A troika, a fé e a vida (alegoria) – crónica – 25-12-2022 (para publicação em livro)

Nasci sob asfixia de uma troika – Pai, Filho e Espírito Santo –, sob terror de ameaças de quem tinha em todas as paróquias funcionários durões que zelavam pela amortização do empréstimo da vida, pela remissão do pecado original e por juros agiotas, fixados pelo credor, a quem não pedira para nascer, com a dívida do empréstimo.

O batismo era o pacto de pagamento – dom da troika –, e um imperativo a que ninguém podia eximir-se. Começava-se em criança a rezar ave-marias e aos sete anos já a salve-rainha, o credo e as bem-aventuranças abrangiam juros anuais, pagos com a eucaristia e, antes dela, com o ato de contrição e a penitência após a desobriga quaresmal.

A dívida não diminuía e os juros não baixavam. As crianças queriam ser boas alunas da troika, ir além das exigências, mas a dívida crescia, as ameaças prosseguiam e o Inferno era uma inevitabilidade. Aos dez anos o delegado paroquial, exigia-lhes um novo pacto para que a troika libertasse a segunda tranche da salvação eterna. Era a confirmação, que tinha como notário o bispo e como selo branco uma cruz desenhada a óleo na testa dos devedores.  Aos 10 anos, as crianças da aldeia já tinham sido fustigadas com quatro sacramentos e uma comunhão solene sem que a dívida abrandasse.

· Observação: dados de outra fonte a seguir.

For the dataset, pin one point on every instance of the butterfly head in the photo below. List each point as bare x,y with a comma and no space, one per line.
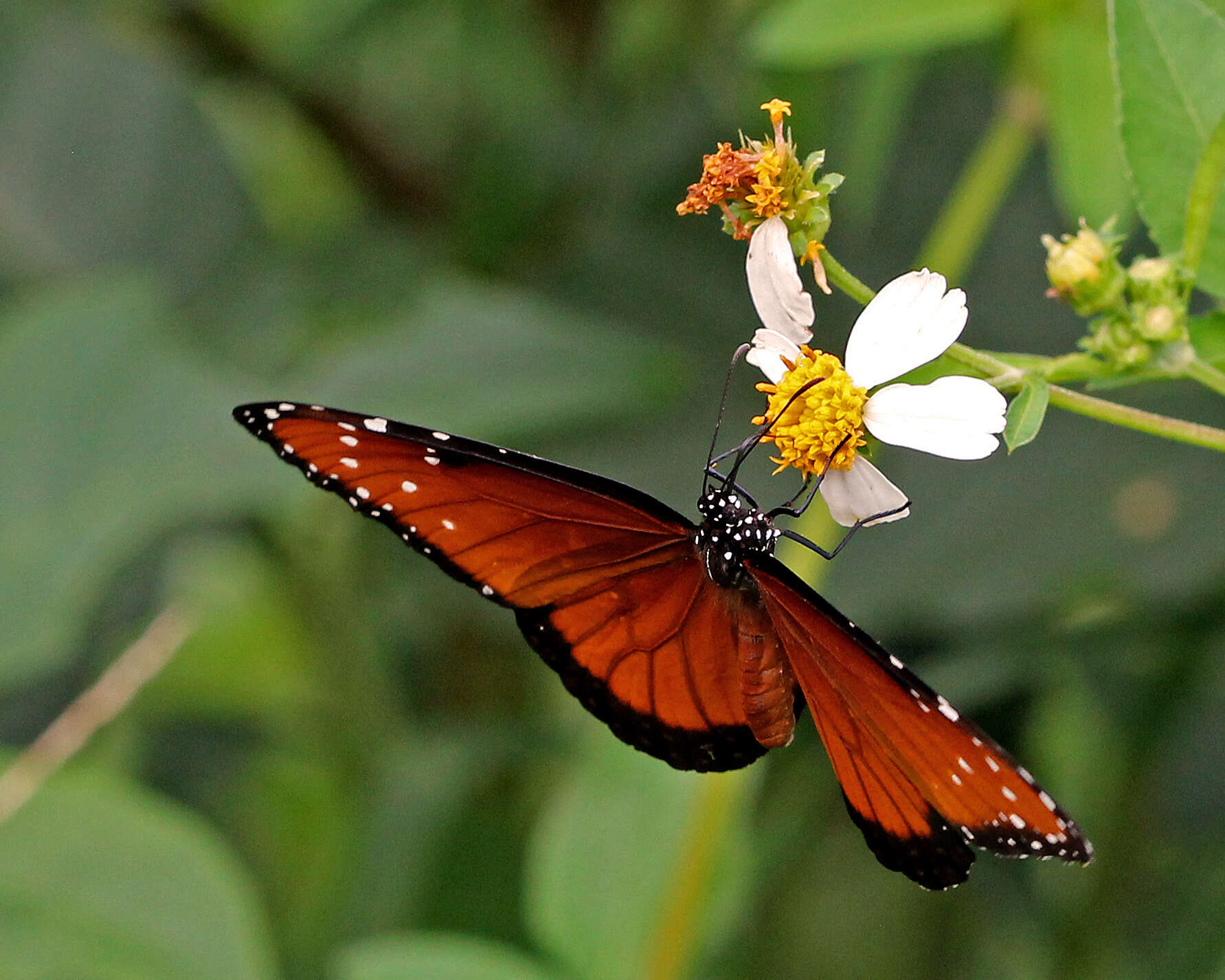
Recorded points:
732,531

No meu caso só me poupou ao 5.º sacramento, a extrema-unção, o facto de o padre estar ausente. Tinha ido levar o viático a um moribundo de Carpinteiro, certamente com mais pecados, quando, nos meus oito anos, a Ti ‘Ismelindra’ lhe mandou recado por ver a minha mãe descoroçoada, a pedir aos santinhos que me livrasse do sarampo contraído antes das duas irmãs, mais novas, e que ainda me prostrava, em profunda debilidade, e já elas corriam pela aldeia.

Cansados do ónus ou tornados malhadiços com tanta exigência, começou a relaxação da fé. Ficavam por pagar as penitências, chegava-se tarde ao mês de Maria e hilariavam-se as crianças durante a missa, mas quem nunca se riu na missa que atire a primeira hóstia.

Foi assim, com uma dívida crescente, com exigências impiedosas, que renunciei à vida eterna e à dívida.

Fiz então um pacto com Deus, que ainda perdura e ambos honramos. Eu comprometi-me a não fazer milagres e ele não escreve crónicas.